Makine İhracatçıları Birliği Başkanı olduğumuz dönemde kurduğumuz Makine Tanıtım Grubunun da önemli katkıları ile artık bugün yurt içinde ve yurt dışında Türk Makinesi kavramı oluştu ve imajını her geçen gün geliştiriyor. Ancak var olan “Uzak Doğudan kaliteli ve batıdan hesaplı” imajımızdan sıyrılıp gerek ürün gerekse satış sonrası desteği ile müşteri beklentilerini en üst düzeyde karşılayan bir konumda anılmak üzere çalışmalarımızı sürdürüyoruz.  Genel imalat yapan büyük ölçekli firmalarımızın satış sonrası hizmetleri de kapsayan lojistik alt yapılarını küresel düzeyde geliştirmeleri rekabet güçlerine önemli oranda etki ediyor. Dijital teknolojileri de iyi şekilde kullanarak bu alanda kapasite geliştiren firmalarımızın sayısı artıyor. Makine imalatında gelişmiş ülkelerin sahip oldukları müşteri finansmanı yapısı eşdeğerindeki uygulamaların ülkemizde yeterli düzeyde olmaması imalatçılarımızın rekabet gücüne olumsuz etki yapıyor. Oysa makine alanında gelişmiş çoğu ülkede görüldüğü üzere firmalar, iç ve dış pazardaki müşterilerini makine satışında uzun vadeli düşük faizli finansal araçlarla destekleyebiliyor. Bu durum, kalite ve fiyat bakımından avantajlı makineleri imal edebilseler dahi uygun finansal çözümlerin olmaması nedeniyle, imalatçı firmaları pazarda savunmasız kılabiliyor. Dolayısıyla Türk Eximbank’ın makine ihracatında müşteri finansmanı enstrümanları yanı sıra Türkiye Kalkınma ve Yatırım Bankası ve kamu bankaları için iç pazarda yerli malı makine yatırımlarında cazip kredilendirme unsurları geliştirilmesini önemli görüyoruz.

Türkiye’nin 1995 yılında AB Gümrük Birliği’ne taraf olması, beraberinde AB Teknik Mevzuat Uyumunu da getirdi.
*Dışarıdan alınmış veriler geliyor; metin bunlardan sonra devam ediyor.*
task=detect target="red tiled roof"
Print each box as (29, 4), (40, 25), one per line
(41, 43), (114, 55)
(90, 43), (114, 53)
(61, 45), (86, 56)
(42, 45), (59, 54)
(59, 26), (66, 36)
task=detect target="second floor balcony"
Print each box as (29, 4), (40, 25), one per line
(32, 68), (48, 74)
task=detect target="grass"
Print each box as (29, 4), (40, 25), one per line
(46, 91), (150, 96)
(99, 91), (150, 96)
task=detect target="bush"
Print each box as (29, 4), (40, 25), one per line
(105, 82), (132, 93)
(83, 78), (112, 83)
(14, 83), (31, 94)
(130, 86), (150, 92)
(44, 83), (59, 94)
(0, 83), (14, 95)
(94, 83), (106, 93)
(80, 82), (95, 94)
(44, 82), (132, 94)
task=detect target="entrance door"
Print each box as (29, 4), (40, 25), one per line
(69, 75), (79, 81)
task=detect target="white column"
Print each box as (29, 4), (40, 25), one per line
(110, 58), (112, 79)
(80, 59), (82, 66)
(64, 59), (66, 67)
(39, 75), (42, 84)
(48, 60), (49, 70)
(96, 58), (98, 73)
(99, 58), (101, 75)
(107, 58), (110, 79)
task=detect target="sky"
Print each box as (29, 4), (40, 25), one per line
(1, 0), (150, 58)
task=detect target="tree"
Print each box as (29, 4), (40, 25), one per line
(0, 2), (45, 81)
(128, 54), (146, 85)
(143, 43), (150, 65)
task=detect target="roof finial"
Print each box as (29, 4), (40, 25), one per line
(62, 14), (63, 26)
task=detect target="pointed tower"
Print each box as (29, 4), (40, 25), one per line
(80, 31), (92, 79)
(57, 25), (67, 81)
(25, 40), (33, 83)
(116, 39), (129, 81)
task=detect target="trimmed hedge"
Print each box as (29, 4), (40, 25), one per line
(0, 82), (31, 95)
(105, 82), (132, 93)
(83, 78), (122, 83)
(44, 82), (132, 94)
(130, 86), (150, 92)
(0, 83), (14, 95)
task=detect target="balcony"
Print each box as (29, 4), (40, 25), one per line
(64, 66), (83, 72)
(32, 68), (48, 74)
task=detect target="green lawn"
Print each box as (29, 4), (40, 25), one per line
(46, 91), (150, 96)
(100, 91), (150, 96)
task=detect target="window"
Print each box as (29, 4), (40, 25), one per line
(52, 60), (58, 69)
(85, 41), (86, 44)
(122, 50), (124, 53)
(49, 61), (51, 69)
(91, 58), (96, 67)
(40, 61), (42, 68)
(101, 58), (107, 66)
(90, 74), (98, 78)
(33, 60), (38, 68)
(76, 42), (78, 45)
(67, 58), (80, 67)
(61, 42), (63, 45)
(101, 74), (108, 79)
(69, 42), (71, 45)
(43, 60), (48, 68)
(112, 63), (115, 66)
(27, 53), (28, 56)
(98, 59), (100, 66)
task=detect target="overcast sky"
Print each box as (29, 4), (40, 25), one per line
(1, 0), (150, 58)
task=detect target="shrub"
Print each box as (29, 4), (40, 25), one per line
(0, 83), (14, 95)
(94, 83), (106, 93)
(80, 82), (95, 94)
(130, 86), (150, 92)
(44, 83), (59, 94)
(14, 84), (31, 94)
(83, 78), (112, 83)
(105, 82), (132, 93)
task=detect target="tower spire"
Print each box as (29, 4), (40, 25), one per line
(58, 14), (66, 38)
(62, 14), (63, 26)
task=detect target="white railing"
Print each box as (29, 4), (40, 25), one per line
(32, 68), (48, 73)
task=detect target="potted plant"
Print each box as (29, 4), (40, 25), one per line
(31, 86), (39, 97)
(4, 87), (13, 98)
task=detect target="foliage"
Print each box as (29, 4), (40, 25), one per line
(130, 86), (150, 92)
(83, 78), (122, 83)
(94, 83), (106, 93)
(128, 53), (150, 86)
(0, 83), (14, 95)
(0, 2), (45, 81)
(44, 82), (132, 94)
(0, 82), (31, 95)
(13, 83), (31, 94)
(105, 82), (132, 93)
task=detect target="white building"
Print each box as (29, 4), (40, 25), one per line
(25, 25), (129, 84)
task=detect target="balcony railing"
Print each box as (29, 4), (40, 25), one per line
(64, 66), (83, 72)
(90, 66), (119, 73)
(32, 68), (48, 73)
Bu durum Avrupa’nın en büyük ticari partnerimiz olmasına büyük katkı sağladı. Son dönemde biraz hız kesse de Avrupalı firmalarda gerek Türkiye’de gerekse kendi ülkelerindeki ortaklık yapıları sektörümüz açısından önem arz ediyor. Bununla birlikte başta Rusya olmak üzere Türk Cumhuriyetleri, Kuzey Afrika ve Orta Doğu ülkeleri firmalarımızın rekabet güçleri ile öne çıktıkları yükselen pazarlarımız. Türkiye makine sanayi uluslararası marka imajının, firma ölçek yapısı ve dayanıklılığının güçlendirilmesi çalışmalarımız bağlamında TURQUM MAKİNE KALİTE MARKA ve belgelendirme altyapısını MAİB, Makine İhracatçıları Birliği ile oluşturduk. Uygulamanın etkinleştirilmesi için belgelendirme icra görevini TRTEST Test ve Değerlendirme AŞ’ye (Savunma Sanayi Başkanlığı, Türk Standardları Enstitüsü, TÜBİTAK, Türk Silahlı Kuvvetleri Güçlendirme Vakfı ve STM ortaklığında kurulmuştur) devrettik. MAİB ve MAKFED, TURQUM Belgelendirmesinin ulusal ve uluslararası ortamda tanınması ve yaygınlaştırılması açısından çalışırken, TURQUM markalı firmaların devlet destek ve teşviklerinden yararlanma düzeyinin artırılması uygulamanın etkinleştirilmesini hızlandıracak.